The SpVc, SSP and NAc have all been previously implicated in the pathophysiology of headache and in pain processing (74–77). Meningeal nociceptive afferents enter the brainstem via the trigeminal tract and pass caudally while giving off collaterals that terminate in the SpVc (13,74,78). In the somatosensory cortex (SSp) studies have shown that cortical regions may be involved in pain modulation through processing of afferent nociceptive information as well as descending pain modulatory projections (76,79) including projections that innervate the deep and superficial layers of the SpVc (76). Within the SpVc itself previous work suggests segregation of pain signaling with superficial layers more involved in acute pain and deeper layers more involved in chronic pain (80,81). While we did not perform a detailed laminar analysis c-fos labeling was observed across SpVc laminae in both after mTBI and BLS. However, this does not rule out the potential of preferential laminar activation within the SpVc that could have an important role across the acute and persistent phases of PTH.

Interestingly, the NAc displayed tonic activation, evidenced by high c-fos/NeuN double-labeling at the two-day time-point, which, while reduced, remained elevated and did not return to baseline by 14 days following experimental injuries. The NAc has previously been implicated in the chronification of migraine, including longer disease duration and higher frequency attacks (82,83), and in the persistence of PTH. The NAc also plays a critical role in anxiety and depression (84–86) that is also frequently reported in approximately 24–27% of adult TBI patients (87–89) and has been shown to be more prominent in patients with PTH (12). As affective disorders may enhance pain severity and increase attention to pain, pain also triggers anxiety and may contribute to a reciprocal feed forward mechanism (90). Further study will be required to directly address the functional role of the activated brain areas.
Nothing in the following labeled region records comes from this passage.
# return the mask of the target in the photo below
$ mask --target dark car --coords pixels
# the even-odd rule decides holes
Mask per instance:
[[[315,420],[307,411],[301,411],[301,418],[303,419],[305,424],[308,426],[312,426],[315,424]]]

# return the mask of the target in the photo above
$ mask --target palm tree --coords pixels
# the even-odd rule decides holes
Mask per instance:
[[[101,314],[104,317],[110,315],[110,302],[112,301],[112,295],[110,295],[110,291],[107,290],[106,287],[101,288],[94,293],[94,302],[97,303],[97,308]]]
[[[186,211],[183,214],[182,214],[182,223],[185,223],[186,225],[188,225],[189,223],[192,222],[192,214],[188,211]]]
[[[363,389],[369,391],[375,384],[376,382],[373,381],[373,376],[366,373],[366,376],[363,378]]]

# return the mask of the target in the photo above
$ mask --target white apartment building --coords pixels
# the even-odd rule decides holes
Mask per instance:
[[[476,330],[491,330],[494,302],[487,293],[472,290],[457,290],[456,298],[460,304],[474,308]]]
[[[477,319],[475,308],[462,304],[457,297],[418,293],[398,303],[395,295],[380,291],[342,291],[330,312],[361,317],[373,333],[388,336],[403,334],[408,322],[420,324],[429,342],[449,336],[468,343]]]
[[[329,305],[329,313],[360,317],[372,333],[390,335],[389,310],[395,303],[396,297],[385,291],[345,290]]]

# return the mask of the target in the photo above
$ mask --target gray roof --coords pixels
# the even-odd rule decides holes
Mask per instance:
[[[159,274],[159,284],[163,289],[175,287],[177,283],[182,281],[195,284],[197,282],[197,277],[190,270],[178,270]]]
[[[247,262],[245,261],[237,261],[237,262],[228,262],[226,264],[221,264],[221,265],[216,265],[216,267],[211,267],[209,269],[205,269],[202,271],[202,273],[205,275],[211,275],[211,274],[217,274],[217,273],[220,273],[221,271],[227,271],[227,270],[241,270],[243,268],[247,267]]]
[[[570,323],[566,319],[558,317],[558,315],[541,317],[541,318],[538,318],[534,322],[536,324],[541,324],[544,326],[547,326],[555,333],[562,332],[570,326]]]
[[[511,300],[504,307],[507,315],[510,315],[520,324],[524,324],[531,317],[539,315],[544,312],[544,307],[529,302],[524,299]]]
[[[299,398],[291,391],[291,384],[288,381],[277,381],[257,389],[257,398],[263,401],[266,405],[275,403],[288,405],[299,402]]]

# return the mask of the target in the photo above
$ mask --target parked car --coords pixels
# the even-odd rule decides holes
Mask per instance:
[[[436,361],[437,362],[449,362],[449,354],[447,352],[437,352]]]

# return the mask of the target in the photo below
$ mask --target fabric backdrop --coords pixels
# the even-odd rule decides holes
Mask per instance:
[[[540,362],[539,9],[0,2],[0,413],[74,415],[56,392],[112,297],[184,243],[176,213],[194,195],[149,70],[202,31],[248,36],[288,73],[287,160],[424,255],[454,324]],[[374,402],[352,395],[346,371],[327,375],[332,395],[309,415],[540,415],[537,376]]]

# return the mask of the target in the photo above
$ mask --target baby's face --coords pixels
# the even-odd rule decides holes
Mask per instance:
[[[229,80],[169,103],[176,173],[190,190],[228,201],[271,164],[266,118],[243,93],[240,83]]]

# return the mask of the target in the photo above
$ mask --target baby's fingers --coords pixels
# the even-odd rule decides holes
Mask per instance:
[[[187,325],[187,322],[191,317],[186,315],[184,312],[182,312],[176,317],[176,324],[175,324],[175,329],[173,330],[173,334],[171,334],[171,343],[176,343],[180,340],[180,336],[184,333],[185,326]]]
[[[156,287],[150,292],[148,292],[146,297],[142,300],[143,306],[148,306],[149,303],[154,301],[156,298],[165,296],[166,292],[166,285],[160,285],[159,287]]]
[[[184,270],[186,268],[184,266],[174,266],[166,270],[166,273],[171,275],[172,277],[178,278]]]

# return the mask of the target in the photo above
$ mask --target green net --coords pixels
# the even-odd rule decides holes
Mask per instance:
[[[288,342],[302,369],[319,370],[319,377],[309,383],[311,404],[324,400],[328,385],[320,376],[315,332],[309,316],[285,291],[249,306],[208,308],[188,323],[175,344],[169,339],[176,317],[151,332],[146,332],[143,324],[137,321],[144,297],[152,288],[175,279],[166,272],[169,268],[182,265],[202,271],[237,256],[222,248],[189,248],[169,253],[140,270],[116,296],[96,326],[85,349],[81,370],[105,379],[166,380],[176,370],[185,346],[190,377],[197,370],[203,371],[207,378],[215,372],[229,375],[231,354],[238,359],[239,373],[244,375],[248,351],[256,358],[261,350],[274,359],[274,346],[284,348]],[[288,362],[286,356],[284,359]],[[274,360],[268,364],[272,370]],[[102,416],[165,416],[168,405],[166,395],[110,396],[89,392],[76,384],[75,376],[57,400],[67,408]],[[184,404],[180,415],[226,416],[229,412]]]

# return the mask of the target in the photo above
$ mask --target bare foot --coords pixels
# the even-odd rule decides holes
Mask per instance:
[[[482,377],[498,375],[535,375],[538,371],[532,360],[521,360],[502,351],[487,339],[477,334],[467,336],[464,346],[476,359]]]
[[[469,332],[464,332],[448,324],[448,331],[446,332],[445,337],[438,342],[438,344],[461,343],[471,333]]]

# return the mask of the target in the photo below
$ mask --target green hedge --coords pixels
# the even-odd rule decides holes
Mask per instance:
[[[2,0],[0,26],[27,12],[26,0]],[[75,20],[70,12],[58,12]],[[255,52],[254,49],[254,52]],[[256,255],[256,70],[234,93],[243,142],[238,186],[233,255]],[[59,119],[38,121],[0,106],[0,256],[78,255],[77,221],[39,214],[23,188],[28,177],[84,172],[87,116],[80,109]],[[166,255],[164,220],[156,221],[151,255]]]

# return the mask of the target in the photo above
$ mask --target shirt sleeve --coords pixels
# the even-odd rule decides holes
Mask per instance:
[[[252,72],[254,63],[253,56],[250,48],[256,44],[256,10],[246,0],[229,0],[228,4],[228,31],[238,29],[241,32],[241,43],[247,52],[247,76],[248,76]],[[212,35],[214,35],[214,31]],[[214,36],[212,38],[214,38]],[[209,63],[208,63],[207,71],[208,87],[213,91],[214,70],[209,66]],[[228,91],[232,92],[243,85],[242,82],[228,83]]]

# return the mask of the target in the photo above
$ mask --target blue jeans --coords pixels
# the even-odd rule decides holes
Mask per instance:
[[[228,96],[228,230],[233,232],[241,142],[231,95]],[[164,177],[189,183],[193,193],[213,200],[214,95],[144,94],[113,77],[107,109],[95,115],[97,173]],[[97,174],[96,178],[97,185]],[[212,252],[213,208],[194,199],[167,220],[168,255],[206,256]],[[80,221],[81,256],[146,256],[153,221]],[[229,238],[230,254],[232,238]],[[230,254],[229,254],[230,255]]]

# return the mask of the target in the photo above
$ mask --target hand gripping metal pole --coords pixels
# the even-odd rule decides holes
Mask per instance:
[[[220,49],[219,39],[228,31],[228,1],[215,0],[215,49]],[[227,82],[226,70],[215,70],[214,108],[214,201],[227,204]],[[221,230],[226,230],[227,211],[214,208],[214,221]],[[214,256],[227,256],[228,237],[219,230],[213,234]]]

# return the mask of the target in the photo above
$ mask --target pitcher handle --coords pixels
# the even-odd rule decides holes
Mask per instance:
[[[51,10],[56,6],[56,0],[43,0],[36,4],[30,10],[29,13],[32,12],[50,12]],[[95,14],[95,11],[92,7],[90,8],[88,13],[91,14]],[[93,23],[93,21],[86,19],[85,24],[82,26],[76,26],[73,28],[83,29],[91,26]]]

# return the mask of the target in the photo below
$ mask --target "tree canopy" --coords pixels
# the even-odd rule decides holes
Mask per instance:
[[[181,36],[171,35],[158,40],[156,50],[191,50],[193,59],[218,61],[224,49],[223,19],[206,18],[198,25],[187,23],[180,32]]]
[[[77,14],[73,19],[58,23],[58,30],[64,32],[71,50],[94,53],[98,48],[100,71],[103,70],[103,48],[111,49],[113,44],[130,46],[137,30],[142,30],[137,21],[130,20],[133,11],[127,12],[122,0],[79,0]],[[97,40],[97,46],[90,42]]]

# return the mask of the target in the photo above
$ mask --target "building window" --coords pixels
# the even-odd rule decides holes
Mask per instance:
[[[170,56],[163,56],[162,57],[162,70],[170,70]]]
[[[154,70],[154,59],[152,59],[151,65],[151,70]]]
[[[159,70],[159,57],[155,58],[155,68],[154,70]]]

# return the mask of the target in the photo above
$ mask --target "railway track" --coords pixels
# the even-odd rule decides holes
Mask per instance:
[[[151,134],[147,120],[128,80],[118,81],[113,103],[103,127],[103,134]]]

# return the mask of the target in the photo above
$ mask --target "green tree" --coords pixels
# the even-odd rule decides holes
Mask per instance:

Brain regions activated during APTH can be reactivated during provoked PPTH attacks

As previously reported, stress can act as a “trigger” or “aggravator” of PTH (6,91). Exposure of rodents to bright light is a well-established mechanism of inducing acute stress (35,36,39,92,93). As with other common pre-clinical headache “triggers” (e.g. GTN (60,94,95), umbellulone (96,97), BLS is therefore an experimental method of inducing headache by targeting a known and clinically reported sensitivity in headache patients. Similar to what we have previously published (35,36,91), following the APTH phase (>14 days post-mTBI) only animals subjected to a mTBI enter into a long-lasting persistent period where stress (i.e. bright-light exposure in animals for 15 minutes) can induce pain-like behaviors including mechanical allodynia for three to four hours. Mirroring the allodynia results, the increase in c-fos expression was most pronounced at two hours following BLS before returning to baseline within 24 hours. The increase in c-fos expression post-BLS was significantly increased in the SpVc and SSp but was greatest in the NAc. This may represent the convergence of stress, pain and headache mechanisms within this brain structure (98,99). While these studies cannot determine if the individual neurons activated in the APTH phase are re-activated in the PPTH phase, the collective results do implicate these brain regions in both APTH and PPTH phases. Further, the temporal correlation of the changes in c-fos expression and mechanical allodynia suggest these brain regions may be involved in the production or regulation of this PTH behavior.